Dans cette décision, le juge constitutionnel a déclaré contraire à la loi fondamentale un article du code de la sécurité sociale qui portait atteinte à la liberté de contracter (Décision n° 2013-672 DC).

*** Voir aussi : Le contexte de l’article 1134 du Code civil. Nous vous livrons sur cette fiche les différents principes se rapportant à la force obligatoire des contrats et celui de la bonne foi contractuelle. ***

Les limitations à la liberté contractuelle

Les limitations par les parties elles-mêmes

Il est possible pour les parties, surtout en matière précontractuelle, de porter elles-mêmes certaines limitations au principe de la liberté contractuelle. Il en est ainsi surtout dans les cas où la conclusion du contrat est précédée d’un pacte de préférence ou d’une promesse unilatérale de vente.
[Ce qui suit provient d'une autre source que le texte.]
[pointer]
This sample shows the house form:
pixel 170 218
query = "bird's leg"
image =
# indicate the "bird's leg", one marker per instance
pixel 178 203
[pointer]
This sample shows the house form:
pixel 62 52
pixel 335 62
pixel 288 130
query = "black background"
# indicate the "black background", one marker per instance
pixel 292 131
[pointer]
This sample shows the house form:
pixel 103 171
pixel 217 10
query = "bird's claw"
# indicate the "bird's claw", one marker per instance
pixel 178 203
Dans ces deux avant-contrats, la limitation se retrouve dans le fait que le bénéficiaire est déjà connu d’avance, et celui qui a fait l’offre ne peut se désavouer plus tard au profit d’un autre bénéficiaire.

Il ne pourra plus exercer sa liberté de ne pas contracter ou encore celle de choisir un autre contractant alors qu’il s’est déjà engagé en faisant une promesse unilatérale de vente ou en concluant le pacte de préférence.

Les limitations imposées par la loi

S’il est vrai que le principe de la liberté contractuel a une base constitutionnelle, il n’en demeure pas moins vrai que la loi lui a prévu certaines limites. Les trois limites essentielles à l’article 1102 du Code civil se présentent comme ci-après :

L’ordre public en tant que limite à l’article 1102 du Code civil

Comme expliqué ci-dessus, l’ordre public fait référence aux règles impératives qui s’imposent à tous les individus et auxquelles ils ne peuvent pas déroger. Il s’agit clairement d’une limitation à la liberté de contracter.

Il est important de mentionner que les règles impératives dont il est question ici concernent non seulement celles inscrites dans les textes de loi, mais aussi celles qui n’y figurent pas. C’est ce que précise le second alinéa de l’article 1102 du Code civil. Le complément de cette prescription se retrouve dans l’article 1162 du Code civil.

Les bonnes mœurs en tant que limites à l’article 1102 du Code civil

Pour ce qui concerne les bonnes mœurs, il s’agit de toutes les valeurs et de tous les comportements qui sont en adéquation avec les règles morales. C’est l’article 6 du Code civil, qui n’a subi aucune modification par le projet de réforme qui donne plus d’éclaircissement par rapport aux bonnes mœurs.

Les droits et libertés fondamentaux en tant que limites à l’article 1102 du Code civil

Pour le cas des droits et libertés fondamentaux, ce n’est pas dans le projet de réforme du droit des obligations qu’il faut recourir pour voir en quoi ils constituent une limite à l’article 1101 du Code civil et surtout à l’article 1102 du Code civil.

C’est plutôt à la jurisprudence qu’il faut s’en tenir, puisque celle-ci vérifie si les contrats conclus ne mettent pas à mal les droits et libertés fondamentaux garantis par le bloc de constitutionnalité.

Les sanctions du non-respect de l’article 1102 du Code civil

Tout d’abord, lorsque les contractants insèrent dans leur contrat des clauses qui vont à l’encontre de l’ordre public, le contrat est frappé de nullité par le juge. Il en va de même pour les clauses qui enfreignent les bonnes mœurs et les libertés fondamentales.

Par ailleurs, si au cours d’un contentieux, il apparaît que l’une des personnes n’a pas exercé librement son choix de contracter et qu’elle y a été contrainte, le juge ordonnera d’abord la nullité du contrat et fera peser sur la tête de celui qui aura contraint le paiement de dommages et intérêts à la partie victime.

Enfin, il est interdit aux parties de mettre dans le contrat des clauses abusives ou des clauses qui créent un déséquilibre significatif entre elles.